Book
French
ID: <
10670/1.587v4h>
Abstract
La prison pénale rencontre la question du suicide carcéral dans la seconde moitié du xixe siècle. Il en résulte, à partir des années 1860, la mise en place d’une politique de prévention rigoureuse, dont les résultats paraissent achopper sur l’accroissement continu du nombre des suicides tout autant que la radicalisation des modes opératoires.

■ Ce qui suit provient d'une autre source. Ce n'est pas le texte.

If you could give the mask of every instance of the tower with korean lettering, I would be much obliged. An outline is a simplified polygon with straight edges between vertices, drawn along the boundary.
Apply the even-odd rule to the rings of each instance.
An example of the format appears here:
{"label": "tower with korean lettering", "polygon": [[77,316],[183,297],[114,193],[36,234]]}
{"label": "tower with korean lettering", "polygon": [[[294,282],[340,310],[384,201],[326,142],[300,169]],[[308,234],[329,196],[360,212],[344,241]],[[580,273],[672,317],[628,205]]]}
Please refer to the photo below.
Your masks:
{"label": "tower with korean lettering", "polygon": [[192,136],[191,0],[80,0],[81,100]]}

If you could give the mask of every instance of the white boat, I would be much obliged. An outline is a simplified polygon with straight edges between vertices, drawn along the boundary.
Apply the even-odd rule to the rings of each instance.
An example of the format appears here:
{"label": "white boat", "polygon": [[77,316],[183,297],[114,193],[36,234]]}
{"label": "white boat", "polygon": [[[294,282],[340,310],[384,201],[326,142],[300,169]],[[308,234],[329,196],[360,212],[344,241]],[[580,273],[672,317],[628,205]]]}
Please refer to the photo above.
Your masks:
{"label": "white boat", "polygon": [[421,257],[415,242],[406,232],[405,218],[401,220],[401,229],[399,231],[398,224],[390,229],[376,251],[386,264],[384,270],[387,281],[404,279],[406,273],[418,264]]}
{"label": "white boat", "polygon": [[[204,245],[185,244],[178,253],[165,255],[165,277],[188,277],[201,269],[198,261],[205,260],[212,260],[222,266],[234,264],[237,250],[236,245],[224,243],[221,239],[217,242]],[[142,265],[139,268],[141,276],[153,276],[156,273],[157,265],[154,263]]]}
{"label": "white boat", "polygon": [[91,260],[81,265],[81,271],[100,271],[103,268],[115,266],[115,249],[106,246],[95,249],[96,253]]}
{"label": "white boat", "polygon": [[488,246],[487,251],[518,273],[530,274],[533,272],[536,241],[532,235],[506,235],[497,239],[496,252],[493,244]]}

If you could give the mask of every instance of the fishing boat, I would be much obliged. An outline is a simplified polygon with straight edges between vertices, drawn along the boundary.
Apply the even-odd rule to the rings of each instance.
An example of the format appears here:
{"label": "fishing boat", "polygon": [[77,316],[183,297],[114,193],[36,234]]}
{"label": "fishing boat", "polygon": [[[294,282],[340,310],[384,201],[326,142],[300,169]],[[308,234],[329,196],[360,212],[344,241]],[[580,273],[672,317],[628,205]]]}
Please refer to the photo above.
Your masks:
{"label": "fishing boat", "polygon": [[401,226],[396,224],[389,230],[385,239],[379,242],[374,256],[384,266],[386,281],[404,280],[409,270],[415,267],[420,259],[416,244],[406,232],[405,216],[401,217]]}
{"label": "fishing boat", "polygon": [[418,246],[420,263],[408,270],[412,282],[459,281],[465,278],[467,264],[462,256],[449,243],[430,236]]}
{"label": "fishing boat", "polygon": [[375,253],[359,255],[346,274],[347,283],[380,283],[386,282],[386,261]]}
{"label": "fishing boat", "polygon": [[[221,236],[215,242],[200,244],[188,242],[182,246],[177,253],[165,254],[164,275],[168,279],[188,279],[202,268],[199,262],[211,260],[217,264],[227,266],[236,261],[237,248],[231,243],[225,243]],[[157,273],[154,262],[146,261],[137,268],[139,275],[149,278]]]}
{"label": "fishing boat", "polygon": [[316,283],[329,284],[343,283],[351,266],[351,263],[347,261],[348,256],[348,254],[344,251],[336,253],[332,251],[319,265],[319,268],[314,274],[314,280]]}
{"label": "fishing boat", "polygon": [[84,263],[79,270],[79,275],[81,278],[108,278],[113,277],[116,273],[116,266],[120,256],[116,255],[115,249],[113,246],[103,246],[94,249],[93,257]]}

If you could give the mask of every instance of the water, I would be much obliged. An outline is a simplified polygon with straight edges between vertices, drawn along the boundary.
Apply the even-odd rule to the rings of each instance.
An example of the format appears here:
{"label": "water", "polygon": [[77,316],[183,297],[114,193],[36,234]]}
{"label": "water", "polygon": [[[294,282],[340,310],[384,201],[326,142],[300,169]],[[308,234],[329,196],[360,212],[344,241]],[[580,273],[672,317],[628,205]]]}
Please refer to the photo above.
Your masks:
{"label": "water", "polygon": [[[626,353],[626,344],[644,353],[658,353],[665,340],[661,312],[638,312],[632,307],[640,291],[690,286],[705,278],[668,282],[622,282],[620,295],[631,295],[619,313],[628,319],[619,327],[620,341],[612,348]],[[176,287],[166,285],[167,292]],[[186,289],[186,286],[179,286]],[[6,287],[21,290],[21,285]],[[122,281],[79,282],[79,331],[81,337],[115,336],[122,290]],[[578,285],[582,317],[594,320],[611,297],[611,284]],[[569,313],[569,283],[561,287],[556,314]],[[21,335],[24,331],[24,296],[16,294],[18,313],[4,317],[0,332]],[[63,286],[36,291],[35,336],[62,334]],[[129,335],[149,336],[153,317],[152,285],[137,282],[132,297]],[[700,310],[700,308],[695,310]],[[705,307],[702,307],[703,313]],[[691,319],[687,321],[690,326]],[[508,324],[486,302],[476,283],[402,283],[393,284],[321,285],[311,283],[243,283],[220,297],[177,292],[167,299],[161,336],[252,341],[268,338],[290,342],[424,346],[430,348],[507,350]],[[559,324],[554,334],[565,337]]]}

S’appuyant sur une série de rapports administratifs consécutifs à des suicides et sur la production légale et réglementaire, cet article veut montrer que la manière dont l’institution pénitentiaire appréhende les gestes suicidaires éclaire en retour la nature de l’enfermement dans le cadre de la prison républicaine : si certaines analyses sensibles attribuent ces suicides au désespoir des détenus, pour l’administration pénitentiaire, ils s’assimilent exclusivement à des formes d’insoumission ou d’ultime évasion et justifient donc le renforcement du joug disciplinaire. Il en découle une politique de prévention qui privilégie le contrôle et la surveillance de « ceux dont on craint le suicide ». Jusqu’à mobiliser les formes extrêmes de coercition que sont la cellule de sûreté et la camisole de force, au prix, finalement, d’un fort accroissement du nombre des suicidés.